Gloire à lui
Depuis notre arrivée dans la région en 2022, j'ai été amené à lui confier plusieurs montres, pour différents travaux :
- La toute première fois, pour la Mach 2000 de mon père.
- Remplacement du mouvement Phase de Lune sur la COLOSEO.
- Pose d'un nouveau cabochon sur la Montpensier.
- Inquiétude sur l'Hamilton d'Emma Peel.
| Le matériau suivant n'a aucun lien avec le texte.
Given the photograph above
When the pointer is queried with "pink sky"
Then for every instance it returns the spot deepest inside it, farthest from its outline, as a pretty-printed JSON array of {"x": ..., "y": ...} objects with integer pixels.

Ca n'était en fait que mes piles qui étaient toutes HS. Il en a réinstallé une nouvelle et c'était reparti.
- Un réalignement de cadran pour la Sous-Marine V1.
- Réalignement de cerclage du guichet sur l'Invicta.
- Remise en route d'une petite URANUS familiale.
La seule bricole sur laquelle il a calé, c'est le fond de la Yonger X-Trem qu'il est impossible d'ouvrir sans l'outil spécifique.
Tout le reste, nickel
Je vais énoncer une évidence, mais pour avoir été privé pendant de nombreuses années de la présence d'un "véritable" horloger (lorsque j'habitais en région parisienne dans la période de 2007 à 2010, puis lors des 6 années où j'ai vécu en Normandie), j'apprécie infiniment la présence d'un horloger dans un périmètre raisonnable, et ce, pour la seconde fois consécutive
Une fois dans l'Aube, maintenant dans le Loir-et-Cher
Le plus dingue, c'est que l’actuel se trouve dans une toute petite ville perdue en pleine campagne ; village dont je ne connais l'existence que parce que :
- nous le traversions parfois dans mon enfance avec mes parents quand nous rendions visite à la cousine qui habitait dans la région ;
- avec Emma Peel, nous voulions essayer le petit restaurant du village, qui est devenu l'une de nos cantines régulières, et à côté duquel se trouve la bijouterie en question.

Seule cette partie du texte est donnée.